A tiny homeless kitten (left)

Chance to fix your cat for free still on at EKSPCA

The program is expected to finish in December, but may wrap up sooner if the remaining 200 surgeries are reached before the goal date.

For the Townsman

It was a rainy October morning when a tiny, four-week-old kitten was spotted, wet, muddy, and huddling against a building for warmth —one of the many homeless cats in Cranbrook’s feral cat colonies. Fortunately, she was scooped up by BC SPCA staff and brought into a warm foster home. She is one of the lucky ones.

Brenna Baker, BC SPCA East Kootenay Branch manager said outdoor life is hardest on kittens. “Sadly, many do not survive. Homeless cats across the province suffer needlessly from illness, injury, frostbite, predator attacks, starvation and more.

“This preventable problem can easily be solved with British Columbians’ taking responsibility for their cats by ensuring they are spayed or neutered by the time they are six months old.”

Thanks to a $83,957 grant from PetSmart Charities of Canada to fix 750 owned and free-roaming cats within the city, many cats throughout Cranbrook are on the road to a healthier, happier life. To date, more than 550 kittens and cats have been spayed and neutered at no cost to their caretakers. The goal of the program is to reduce the number of accidental litters and unwanted kittens by removing all cost barriers.

“With just over two months left in the program, we are asking the community to help us achieve our goal and take advantage of this limited-time resource,” Baker said. “Spaying and neutering your pet is one of the best things that you can do to help cat overpopulation, but the decision also has benefits for cat guardians.”

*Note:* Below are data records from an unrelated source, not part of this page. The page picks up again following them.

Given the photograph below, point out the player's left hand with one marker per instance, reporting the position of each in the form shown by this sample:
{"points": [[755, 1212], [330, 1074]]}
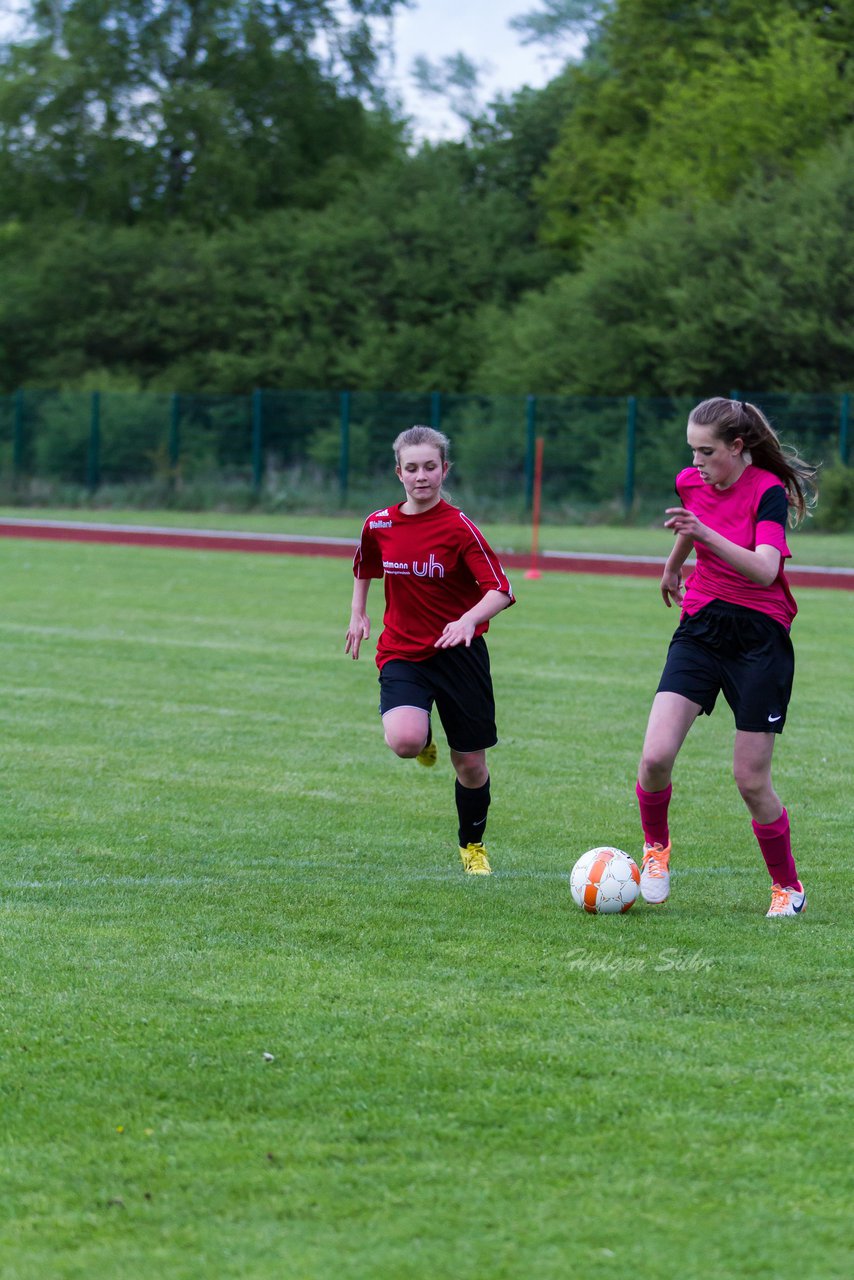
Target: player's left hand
{"points": [[456, 632]]}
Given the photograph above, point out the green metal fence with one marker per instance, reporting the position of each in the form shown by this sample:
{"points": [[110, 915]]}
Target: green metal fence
{"points": [[597, 449]]}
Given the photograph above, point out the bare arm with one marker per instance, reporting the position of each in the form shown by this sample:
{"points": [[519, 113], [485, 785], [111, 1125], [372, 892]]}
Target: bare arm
{"points": [[359, 626], [759, 566], [464, 629], [672, 579]]}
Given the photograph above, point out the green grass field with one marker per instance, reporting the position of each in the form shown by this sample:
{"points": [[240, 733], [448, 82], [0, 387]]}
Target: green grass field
{"points": [[256, 1023]]}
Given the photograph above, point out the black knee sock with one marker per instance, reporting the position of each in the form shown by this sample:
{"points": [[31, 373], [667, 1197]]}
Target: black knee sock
{"points": [[473, 805]]}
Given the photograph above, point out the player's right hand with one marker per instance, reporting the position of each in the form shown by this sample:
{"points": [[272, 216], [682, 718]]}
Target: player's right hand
{"points": [[357, 631], [671, 588]]}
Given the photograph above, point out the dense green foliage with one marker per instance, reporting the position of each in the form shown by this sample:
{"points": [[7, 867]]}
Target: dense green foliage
{"points": [[209, 855], [197, 197]]}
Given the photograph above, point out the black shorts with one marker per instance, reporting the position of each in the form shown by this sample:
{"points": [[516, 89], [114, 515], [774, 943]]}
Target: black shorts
{"points": [[741, 652], [459, 681]]}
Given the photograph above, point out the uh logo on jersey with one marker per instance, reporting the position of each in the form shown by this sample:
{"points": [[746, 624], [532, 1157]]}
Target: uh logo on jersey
{"points": [[430, 567]]}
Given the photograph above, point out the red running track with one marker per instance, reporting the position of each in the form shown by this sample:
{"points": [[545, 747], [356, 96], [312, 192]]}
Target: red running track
{"points": [[293, 544]]}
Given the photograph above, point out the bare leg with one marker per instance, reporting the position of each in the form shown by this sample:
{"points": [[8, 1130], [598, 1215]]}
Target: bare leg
{"points": [[670, 720], [752, 772], [470, 768], [406, 730]]}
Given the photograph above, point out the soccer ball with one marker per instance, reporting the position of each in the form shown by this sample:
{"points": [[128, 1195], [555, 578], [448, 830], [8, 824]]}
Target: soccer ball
{"points": [[604, 881]]}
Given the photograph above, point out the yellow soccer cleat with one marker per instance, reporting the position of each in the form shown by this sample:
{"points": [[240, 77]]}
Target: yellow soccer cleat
{"points": [[474, 859], [428, 755]]}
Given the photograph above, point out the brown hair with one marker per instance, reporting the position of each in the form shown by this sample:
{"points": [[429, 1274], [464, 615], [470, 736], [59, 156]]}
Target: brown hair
{"points": [[421, 435], [736, 420]]}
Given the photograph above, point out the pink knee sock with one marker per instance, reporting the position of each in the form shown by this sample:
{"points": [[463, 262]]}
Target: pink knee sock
{"points": [[775, 842], [653, 814]]}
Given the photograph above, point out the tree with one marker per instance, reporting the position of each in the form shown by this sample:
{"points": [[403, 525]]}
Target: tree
{"points": [[757, 292], [127, 109], [662, 82]]}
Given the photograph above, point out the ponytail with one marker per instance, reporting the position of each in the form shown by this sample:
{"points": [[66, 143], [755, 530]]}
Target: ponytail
{"points": [[733, 420]]}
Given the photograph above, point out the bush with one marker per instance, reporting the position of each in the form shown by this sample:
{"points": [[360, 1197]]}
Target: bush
{"points": [[835, 510]]}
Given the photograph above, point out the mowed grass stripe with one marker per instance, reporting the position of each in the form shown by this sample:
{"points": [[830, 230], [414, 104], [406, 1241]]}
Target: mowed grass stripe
{"points": [[209, 855]]}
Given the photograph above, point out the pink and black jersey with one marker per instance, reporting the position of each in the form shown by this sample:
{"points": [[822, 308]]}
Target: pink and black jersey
{"points": [[437, 565], [752, 512]]}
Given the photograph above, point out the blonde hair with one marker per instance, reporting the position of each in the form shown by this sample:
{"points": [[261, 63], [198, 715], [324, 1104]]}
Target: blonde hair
{"points": [[419, 434], [736, 420]]}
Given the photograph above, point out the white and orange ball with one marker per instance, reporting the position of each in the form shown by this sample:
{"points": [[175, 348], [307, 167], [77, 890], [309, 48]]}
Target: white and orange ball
{"points": [[604, 881]]}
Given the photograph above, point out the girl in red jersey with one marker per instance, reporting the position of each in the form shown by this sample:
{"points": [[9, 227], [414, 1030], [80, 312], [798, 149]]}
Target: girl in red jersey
{"points": [[443, 584], [734, 630]]}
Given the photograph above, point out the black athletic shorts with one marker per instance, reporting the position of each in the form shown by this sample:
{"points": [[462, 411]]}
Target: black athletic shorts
{"points": [[459, 681], [740, 652]]}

Spaying and neutering provides lifelong health benefits and behaviours such as spraying, roaming, fighting and howling often subside. Even if the cat is an indoor cat, his/her risk for developing common cancers of the reproductive system is significantly reduced, Baker said.

Currently, all Cranbrook residents can fix their cats for free by contacting the Cranbrook SPCA. The program is expected to finish in December, but may wrap up sooner if the remaining 200 surgeries are reached before the goal date.

“Spaying and neutering your pet is one of the best things that you can do to help,” Baker said. “We are excited to provide no-cost spay/neuter surgeries for the people who want to do it, but can’t afford the cost.”